Comment s’y prendre pour mettre en place une attention sensible.
1/ le statut de malade et la normativité de la souffrance.
Dans la mesure où chaque malade présente un profil particulier, il ne saurait être question de lui
appliquer des décisions normées de façon arbitraire et générale.
Le soignant doit donc opérer des choix qui orienteront ses actions dans une optique de soulagement
de la souffrance et du rétablissement du malade. Ces choix doivent donc tenir compte du profil du
patient.
Le malade n’est pas une simple identité nosologique. Le soignant se doit donc d’explorer les
multiples contingences qui caractérisent la situation d’où la notion de diagnostic de situation.
La maladie n’est pas vécue par le malade comme un simple incident de parcours technique ou un
accident dépourvu de sens. Se sentir malade n’est pas se sentir anormal au sens de l’écart avec la
norme (G Canguilhem : le normal et le pathologique). C’est au contraire être confronté à
l’élaboration une nouvelle norme individuelle.
Si être sain c’est non seulement être normal dans une situation donnée mais aussi être normatif (se
comporter comme la plupart) dans d’autres situations.
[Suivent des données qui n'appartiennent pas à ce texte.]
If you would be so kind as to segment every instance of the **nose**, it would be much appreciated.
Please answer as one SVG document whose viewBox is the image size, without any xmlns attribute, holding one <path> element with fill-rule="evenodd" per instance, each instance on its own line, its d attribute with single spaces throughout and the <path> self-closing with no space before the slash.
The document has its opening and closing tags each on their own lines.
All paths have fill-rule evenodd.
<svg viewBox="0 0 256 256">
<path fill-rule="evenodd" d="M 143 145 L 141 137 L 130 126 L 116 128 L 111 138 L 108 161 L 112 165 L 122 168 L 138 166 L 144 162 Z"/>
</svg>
La maladie est alors dans ce contexte une
réduction de la capacité à être normatif en toutes circonstances.
L’état de santé que le patient cherche à retrouver est un état dans lequel il aurait la possibilité
d’aborder l’existence en se sentant porteur et créateur de nouvelles valeurs et instaurateur de
nouvelles normes vitales et pas uniquement à partir des valeurs antérieures à l’apparition de la
maladie
Les caractéristiques relatives au mode d’existence de l’être humain confronté à la malade et à la
souffrance et que le médecin doit explorer sont :
-
le sentiment de vie contrariée
La perte du cadre des références habituelles
La perte du contrôle de soi
L’isolement profond (sentiment de profonde solitude)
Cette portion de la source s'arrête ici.